Thurston, a onetime professional cyclist who maintained MapMyFitness’s position like a top fitness app through the iPhone’s earliest days, tells the tale within his new office in downtown Austin, in a brand-new building where giant images of Under Armour athletes adorn the walls (amid, naturally, motivational mantras) and several hundred new engineers and other tech employees work. At first, Thurston says, Under Armour’s interest had been a puzzler. He’d entertained partnering with insurance firms and media companies, but he always worried they’d exploit all the data MapMyFitness gathers about people’s personal habits in ways that might violate the trust he’d designed with the community. Under Armour had simply never occurred to him as a home for his company.
But the very first thing Plank did for the reason that private meeting in New York was pull up an idea video Under Armour had created earlier that year called “Future Girl.” It showed a young woman starting a morning workout in clothes that have been touch-sensitive and may call up data displays as well as change color using the tap of any finger. “I made this for you,” Plank believed to Thurston. (In truth, it had run like a TV commercial; Plank informed me it had been designed for someone like Robin 02dexipky though “I didn’t know who Robin will be.”) He wanted to make certain that Thurston wouldn’t bolt following the sale, but would instead see a fantastic opportunity and lead it. Under Armour had been a tech company, in their way, Plank explained–but it had struggled with digital.
At Under Armour headquarters, workers’ breaks often involve workouts, such as this one by using an artificial-turf field overlooking Baltimore’s Inner Harbor.
No products in the “Future Girl” video existed then–plus a variation of one is striking the market now–but merging performance products with performance data and interactive technology was actually a top Under Armour priority, given Plank’s instinct that that’s where the world was going. Plank had directed a team a long period earlier to create an “electric” product, and they’d put together the E39 compression shirt, which in fact had sensors embedded in the fabric to track an athlete’s pulse rate. The shirt launched in the 2011 NFL training combine to much fanfare, but a simplified consumer version–a sensor-equipped chest band–had only niche appeal. That experience made Plank realize Under Armour couldn’t contest with hardware firms that employ 1000s of engineers and constantly prove incremental innovations.

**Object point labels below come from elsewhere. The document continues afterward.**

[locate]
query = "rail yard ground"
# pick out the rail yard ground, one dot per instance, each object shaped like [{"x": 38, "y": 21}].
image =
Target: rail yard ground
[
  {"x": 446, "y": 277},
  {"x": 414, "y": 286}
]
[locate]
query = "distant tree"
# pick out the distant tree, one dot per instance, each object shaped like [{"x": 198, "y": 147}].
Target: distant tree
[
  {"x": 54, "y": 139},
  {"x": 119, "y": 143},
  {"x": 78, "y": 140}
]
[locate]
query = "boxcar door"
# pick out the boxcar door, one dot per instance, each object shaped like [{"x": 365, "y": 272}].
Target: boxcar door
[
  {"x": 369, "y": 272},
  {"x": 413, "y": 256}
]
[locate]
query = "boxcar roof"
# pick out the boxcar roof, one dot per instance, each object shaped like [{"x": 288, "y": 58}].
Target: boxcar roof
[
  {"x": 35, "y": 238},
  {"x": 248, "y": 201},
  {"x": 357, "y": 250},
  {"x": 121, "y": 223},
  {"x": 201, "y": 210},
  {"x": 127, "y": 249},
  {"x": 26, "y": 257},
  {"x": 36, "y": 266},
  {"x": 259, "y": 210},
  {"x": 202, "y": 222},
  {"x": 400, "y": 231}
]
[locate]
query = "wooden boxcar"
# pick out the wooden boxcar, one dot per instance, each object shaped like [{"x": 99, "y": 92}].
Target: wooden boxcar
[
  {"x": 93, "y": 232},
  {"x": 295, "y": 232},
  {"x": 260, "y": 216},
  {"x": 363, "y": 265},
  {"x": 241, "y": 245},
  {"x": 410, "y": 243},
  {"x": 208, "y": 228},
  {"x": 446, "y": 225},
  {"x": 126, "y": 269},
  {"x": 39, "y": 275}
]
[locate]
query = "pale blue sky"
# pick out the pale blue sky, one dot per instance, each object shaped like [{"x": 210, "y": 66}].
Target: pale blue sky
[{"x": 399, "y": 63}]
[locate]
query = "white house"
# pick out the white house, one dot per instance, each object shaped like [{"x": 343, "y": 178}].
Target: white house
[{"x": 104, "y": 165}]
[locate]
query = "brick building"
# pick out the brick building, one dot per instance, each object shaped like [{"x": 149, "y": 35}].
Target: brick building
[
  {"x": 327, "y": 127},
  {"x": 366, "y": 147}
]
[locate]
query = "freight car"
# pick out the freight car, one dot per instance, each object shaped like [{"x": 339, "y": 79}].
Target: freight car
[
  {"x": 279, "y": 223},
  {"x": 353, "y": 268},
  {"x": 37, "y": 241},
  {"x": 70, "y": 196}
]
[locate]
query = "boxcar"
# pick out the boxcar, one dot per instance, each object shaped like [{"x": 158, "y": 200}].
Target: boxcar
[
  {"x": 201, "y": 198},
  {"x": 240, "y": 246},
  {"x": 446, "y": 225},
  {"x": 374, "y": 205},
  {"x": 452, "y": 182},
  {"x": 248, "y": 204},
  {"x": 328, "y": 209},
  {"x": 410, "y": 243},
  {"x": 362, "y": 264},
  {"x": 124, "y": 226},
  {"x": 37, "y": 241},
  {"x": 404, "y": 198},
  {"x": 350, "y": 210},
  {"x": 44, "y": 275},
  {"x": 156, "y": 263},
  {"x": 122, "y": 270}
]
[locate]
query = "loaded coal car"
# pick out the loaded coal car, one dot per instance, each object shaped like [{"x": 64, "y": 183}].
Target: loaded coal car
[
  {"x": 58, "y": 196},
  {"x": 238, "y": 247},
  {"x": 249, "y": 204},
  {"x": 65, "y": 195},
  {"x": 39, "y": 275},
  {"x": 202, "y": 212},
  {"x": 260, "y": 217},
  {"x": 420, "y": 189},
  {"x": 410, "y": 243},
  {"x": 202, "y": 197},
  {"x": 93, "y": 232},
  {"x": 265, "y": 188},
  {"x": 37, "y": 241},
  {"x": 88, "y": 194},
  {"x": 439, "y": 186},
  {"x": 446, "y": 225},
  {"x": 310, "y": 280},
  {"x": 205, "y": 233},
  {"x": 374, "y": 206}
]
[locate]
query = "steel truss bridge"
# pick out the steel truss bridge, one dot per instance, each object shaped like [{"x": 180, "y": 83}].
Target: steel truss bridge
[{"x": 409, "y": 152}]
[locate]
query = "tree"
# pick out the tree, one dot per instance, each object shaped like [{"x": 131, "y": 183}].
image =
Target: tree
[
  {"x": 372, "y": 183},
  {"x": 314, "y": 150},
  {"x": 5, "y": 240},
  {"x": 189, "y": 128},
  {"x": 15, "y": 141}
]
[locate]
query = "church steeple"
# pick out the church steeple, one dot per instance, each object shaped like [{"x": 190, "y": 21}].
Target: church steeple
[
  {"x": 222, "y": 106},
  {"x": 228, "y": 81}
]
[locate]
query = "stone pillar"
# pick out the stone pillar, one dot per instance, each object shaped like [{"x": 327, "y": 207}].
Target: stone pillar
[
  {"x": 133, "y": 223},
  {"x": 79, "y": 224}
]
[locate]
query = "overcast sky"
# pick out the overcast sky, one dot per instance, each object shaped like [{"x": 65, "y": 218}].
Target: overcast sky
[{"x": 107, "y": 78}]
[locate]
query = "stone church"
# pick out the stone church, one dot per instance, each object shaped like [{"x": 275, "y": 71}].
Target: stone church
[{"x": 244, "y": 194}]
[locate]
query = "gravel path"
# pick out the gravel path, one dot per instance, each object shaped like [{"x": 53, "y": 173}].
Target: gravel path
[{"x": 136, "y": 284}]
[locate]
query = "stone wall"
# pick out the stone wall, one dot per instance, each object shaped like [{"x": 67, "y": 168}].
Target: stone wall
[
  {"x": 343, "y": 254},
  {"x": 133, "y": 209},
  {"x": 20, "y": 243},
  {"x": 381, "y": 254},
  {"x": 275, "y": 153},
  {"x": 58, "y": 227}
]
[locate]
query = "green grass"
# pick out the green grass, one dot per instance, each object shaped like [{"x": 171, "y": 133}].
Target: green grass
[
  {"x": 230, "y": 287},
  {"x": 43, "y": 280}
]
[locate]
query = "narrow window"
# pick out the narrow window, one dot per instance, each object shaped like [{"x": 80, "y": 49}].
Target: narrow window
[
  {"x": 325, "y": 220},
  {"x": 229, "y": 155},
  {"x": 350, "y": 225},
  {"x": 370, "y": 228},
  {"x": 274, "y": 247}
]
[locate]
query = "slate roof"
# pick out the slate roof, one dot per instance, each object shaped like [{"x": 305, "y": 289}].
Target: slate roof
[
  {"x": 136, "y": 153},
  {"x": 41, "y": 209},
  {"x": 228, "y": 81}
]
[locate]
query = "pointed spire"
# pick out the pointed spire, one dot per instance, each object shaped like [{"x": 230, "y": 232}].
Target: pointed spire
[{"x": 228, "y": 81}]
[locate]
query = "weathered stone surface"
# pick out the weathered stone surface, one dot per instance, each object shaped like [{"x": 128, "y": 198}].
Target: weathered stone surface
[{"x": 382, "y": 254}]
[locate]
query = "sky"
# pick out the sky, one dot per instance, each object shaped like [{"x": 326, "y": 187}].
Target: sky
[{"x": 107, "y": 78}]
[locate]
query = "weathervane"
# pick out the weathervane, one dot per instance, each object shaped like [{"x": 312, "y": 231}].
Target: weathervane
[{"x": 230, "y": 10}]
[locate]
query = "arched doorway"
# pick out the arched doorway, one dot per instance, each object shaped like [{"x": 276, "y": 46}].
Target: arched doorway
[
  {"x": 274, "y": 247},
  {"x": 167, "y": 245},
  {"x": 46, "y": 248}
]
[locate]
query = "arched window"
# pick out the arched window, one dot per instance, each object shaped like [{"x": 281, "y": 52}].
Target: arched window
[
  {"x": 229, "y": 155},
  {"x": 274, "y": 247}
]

“It’s absurd you are aware a little more about your vehicle than you understand about your whole body,” says Plank. He’s betting athletes’ personal data will turbocharge their fitness and Under Armour’s future.
“It’s very normal for a product company–which is really what Under Armour is–to possess gone down the path of attempting to produce hardware,” says Thurston. “They know the distribution channels, they learn how to sell products, they understand how to market them. But as they started doing their homework on what was happening in the space, they discovered that the strength [of digital fitness] was really in the community.”
Plank also knew it would take years to develop a community like Thurston’s. “It wasn’t which i didn’t be aware of right techniques to be seeking from engineers. I didn’t know the right questions you should ask,” Plank admits. “I’m a sporting goods guy.”
After the MapMyFitness acquisition closed in late 2013, Plank and Thurston proceeded uncharacteristically slowly, taking time setting priorities for less than Armour’s digital transformation. Thurston identified four key pillars of health–sleep, fitness, activity, and nutrition–that he or she according to Plank’s “make all athletes better” mission. Once that vision snapped into focus, Plank saw a possibility not only to become a collector of human activity data but in addition to be the central processor that turns that data–regardless of whose device or app collected it–into useful insights. “OK. Let’s do it,” he told Thurston one day at the end of 2014. From the following March, they had spent over fifty percent a billion dollars acquiring two more companies: San Francisco-based MyFitnessPal, a nutrition-tracking system for folks to log their meals, and Copenhagen-based Endomondo, a private-training curriculum whose users are almost entirely away from U.S. Under Armour suddenly had not only the world’s largest digital fitness community but hundreds of engineers and reams of user data at the same time.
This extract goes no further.